The travel industry Council of Hong Kong has mounted a three-day boycott against United Airlines. Although the action, which is due to end today, is largely symbolic it epitomises a more profound problem - that some local businesses have yet to come to terms with the new economy's impact upon them.
The bone of contention is the carrier's move to offer tickets online, which the council says are $200 cheaper than the retail prices offered by its members. It complains that United has previously taken the lead in slashing the commission for travel agents from nine to seven per cent of the ticket price. The agents are worried the online sales will further erode their narrow profit margins.
Other airlines usually launch their cyber-sales with online ticket prices set a few hundred dollars higher than those available through the conventional outlets. But the agents fear that other airlines will soon follow United's example, rendering it even more difficult for them to survive.
The council represents and monitors 1,180 licensed travel agencies. It was elevated into a public body in 1985 amid growing complaints about holiday-makers being ripped off by fly-by-night operations.
One of its avowed missions is to "protect the interests of both the trade and travellers". There is no question that the council has contributed to safeguarding the industry's interests. The issue is whether its current campaign against the airline is compatible with the interests of air travellers. After all, if the agents have their way, consumers will no longer be able to enjoy the price reduction offered by the airline.
What is best for the travel agents does not necessarily benefit travellers. Further confusing the situation is the reality that there are often conflicting interests within the travel trade itself, which means the council's mission statement is loftier than it can deliver.
The body was trapped in another dispute a few months ago when its members threatened not to use the EPS payment service.
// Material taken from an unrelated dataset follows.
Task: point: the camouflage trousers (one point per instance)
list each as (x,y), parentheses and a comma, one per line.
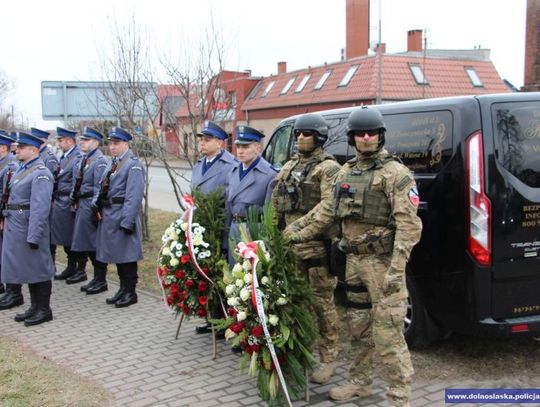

This was in protest against an increase in service fees, which were estimated to cost the agents an extra $150 million a year, a burden that would eventually be passed on to customers.
On that occasion, public opinion was more sympathetic to the travel industry. But the travel agents can hardly be expected to secure much public support for their latest demand. Consumers are pragmatic and not in the least concerned about any feud between the airlines and travel agents. Their bottom line is whether they have to dip deeper into their pockets for the same products.
Online shopping is still far from commonplace in Hong Kong, yet e-commerce has made one-to-one marketing possible. Prices could be reduced by rebating to the buyers the cut normally reserved for the middlemen. Most stockbrokers, for example, are already resigned to the prospect of redundancy once the market gets used to online trading.
The Consumer Council has given its blessing to online ticketing, warning the travel agents that their efforts against the airline might undermine free and fair market practices.
The emerging trend of reducing commissions for retailers is irreversible. Instead of fighting an impossible war, it would be more productive for travel agents to figure out what kind of added value they could bring to sustain their role as go-betweens. Providing travel advice, enhancing customer satisfaction and bundling ticket sales with other related services are just some of the many options.
There is no denying that travel agents are already caught in cut-throat battles. But standing in the way of technological progress does not even remotely resemble any sensible, long-term strategy for survival.
Andy Ho ( ) is a political commentator.